Massive Resistance to Brown and Brown II

Aftermath of the bombing of an NAACP member's home c. 1957. Courtesy of the Library of Congress and the NAACP.

Michael Klarman argues in From Jim Crow to Civil Rights (2004) that the significance of Brown v. Board of Education (1954) – and the re-argument of that case in Brown v. Board of Education II (1955) – stems from the varied reactions to the case, from the already desegregated states in the North to the “massive resistance” to desegregation in the South. Brown “radicalized southern politics” as politics showed signs of a “retrogression” that reversed many of the desegregated facets of society already in place (389-92).

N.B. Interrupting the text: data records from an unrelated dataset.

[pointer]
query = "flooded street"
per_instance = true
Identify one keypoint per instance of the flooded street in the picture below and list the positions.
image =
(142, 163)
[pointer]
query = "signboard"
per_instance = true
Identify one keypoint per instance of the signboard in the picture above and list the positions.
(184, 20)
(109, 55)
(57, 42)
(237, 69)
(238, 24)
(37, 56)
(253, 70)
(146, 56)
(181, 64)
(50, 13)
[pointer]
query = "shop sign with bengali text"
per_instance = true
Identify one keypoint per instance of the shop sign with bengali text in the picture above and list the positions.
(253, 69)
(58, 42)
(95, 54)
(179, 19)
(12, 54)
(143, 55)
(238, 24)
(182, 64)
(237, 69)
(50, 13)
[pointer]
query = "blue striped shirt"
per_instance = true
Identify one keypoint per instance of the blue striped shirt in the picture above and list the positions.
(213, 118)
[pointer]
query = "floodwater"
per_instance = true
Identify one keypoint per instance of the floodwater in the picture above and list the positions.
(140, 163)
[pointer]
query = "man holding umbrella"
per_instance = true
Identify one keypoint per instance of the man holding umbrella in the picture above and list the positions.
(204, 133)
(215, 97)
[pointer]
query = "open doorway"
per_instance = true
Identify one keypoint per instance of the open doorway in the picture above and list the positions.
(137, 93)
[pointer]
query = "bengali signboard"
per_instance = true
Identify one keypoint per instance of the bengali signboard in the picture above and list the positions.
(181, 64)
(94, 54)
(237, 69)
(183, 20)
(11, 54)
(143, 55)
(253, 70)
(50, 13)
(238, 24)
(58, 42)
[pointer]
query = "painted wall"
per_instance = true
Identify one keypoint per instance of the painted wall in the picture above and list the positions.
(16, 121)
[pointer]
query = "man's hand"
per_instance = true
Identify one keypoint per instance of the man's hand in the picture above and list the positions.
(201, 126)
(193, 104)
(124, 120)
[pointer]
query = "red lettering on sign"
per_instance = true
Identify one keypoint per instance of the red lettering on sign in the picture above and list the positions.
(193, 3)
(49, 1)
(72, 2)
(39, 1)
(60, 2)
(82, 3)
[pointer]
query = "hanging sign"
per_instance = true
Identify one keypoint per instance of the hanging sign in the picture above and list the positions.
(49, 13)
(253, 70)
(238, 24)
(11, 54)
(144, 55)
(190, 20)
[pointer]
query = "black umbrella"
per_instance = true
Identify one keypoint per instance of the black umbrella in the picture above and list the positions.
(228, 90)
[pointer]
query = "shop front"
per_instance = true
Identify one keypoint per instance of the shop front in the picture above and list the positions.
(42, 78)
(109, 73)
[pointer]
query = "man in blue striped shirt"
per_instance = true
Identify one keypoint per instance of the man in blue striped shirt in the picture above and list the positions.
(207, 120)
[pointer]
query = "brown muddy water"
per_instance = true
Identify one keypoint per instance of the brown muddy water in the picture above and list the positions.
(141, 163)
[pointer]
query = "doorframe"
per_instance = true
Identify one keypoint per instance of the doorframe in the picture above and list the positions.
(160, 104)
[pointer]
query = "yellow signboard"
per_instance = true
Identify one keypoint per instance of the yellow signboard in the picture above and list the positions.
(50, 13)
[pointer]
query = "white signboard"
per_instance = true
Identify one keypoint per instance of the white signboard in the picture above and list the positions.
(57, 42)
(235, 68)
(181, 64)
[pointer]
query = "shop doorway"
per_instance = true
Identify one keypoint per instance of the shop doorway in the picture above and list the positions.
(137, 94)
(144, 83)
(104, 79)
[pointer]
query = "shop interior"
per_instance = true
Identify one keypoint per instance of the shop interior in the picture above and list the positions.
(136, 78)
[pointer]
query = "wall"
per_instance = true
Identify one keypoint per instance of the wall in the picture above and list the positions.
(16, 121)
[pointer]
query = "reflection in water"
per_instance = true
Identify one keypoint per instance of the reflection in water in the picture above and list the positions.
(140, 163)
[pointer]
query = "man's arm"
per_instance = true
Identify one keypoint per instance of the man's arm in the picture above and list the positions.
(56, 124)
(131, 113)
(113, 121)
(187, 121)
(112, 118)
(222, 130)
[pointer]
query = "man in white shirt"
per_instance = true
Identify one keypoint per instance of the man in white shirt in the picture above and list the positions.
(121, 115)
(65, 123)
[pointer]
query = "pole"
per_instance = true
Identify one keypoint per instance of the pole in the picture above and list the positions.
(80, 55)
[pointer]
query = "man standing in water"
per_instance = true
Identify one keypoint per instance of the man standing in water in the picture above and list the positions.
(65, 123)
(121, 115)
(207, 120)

The decisions in Brown and Brown II made a significant impact on the South, but in a way that emboldened segregation, ensured limited advancement for blacks, and created an atmosphere that encouraged extremism and diminished moderate perspectives.

Brown II offered a “prompt and reasonable start” to desegregation (355-6). No longer could public schools be deemed “separate but equal” as originally instituted, albeit in different terms, in the 1896 case Plessy v. Ferguson. Klarman explains how the decision showed only some promise of being enforced. Though the desegregation of public schools was upheld by varying southern judges (who, feeling torn between their professional duties as justices following the Supreme Court and personal feelings against desegregation, leaned toward the former) a larger segment of society began to take on extreme views against Brown and its enforcement. The organization and shaping of this sentiment became known as massive resistance, and its origins stemmed from both genuine and carefully crafted sentiments. Brown II sought to reinforce its decision to invalidate segregation, but this outright rejection in the South during the 1950s and 1960s impeded (or at least delayed) its implementation.

The violence inherent to the resistance was prevalent and notable, but several historians point to the significance of the massive resistance as an extension of the compact theory of the Constitution (i.e. the states sustain a contract with the federal government at their will). In The Rise of Massive Resistance: Race and Politics in the South During the 1950′s (1969), Numan Bartley attributed this immediate reaction against desegregation first to the South’s “cultural lag” – an impediment that encouraged racism and other prejudices to resurface quicker relative to other northern states. The other force directing the massive resistance lies with its leading figures, namely Harry Byrd (governor and later senator of Virginia) and James Kilpatrick (editor of the Richmond News Leader, now the Richmond Times-Dispatch), along with other figures that essentially constructed the principles of massive resistance.

These figures (referred by Bartley as “neobourbons,” a term that reflected their similarity to nineteenth century bourbons who sought the end of Reconstruction) are essential to understanding the origins and evolution of massive resistance. Other sources provide specific research on the subject including Tony Badger’s series of articles on the leading document of the resistance – the “Southern Manifesto”. Badger discussed at length in “Southerners Who Refused to Sign the Southern Manifesto” (1999) the identities of moderate opinion in relation to the radicals that attempted to unite southerners against the Brown decision.

In 2004, Richard Parkinson explored the role played by James Kilpatrick and manipulative ways the press brought momentum to massive resistance (“First from the Right: Massive Resistance and the Image of Thomas Jefferson in the 1950s”). His interest in Kilpatrick is matched by James Ely, Jr. who wrote The Crisis of Conservative Virginia: The Byrd Organization and the Politics of Massive Resistance (1976) with a focus on Harry Byrd’s role in designing the move against Brown and the Supreme Court (available in Dickinson College library). This book demonstrated the unusual strategies taken by Byrd as a political leader in Virginia after Brown, as noted in a review by Francis Wilhoit (author of another noted secondary source,  The Politics of Massive Resistance [1973], which is also available in Dickinson’s library).

Byrd was the subject of a the “first full-length study” in Professor Ronald Heinemann’s Harry Byrd of Virginia (1996) (available in Dickinson’s library). Attention to Kilpatrick remains, especially after his recent death on August 15, 2010.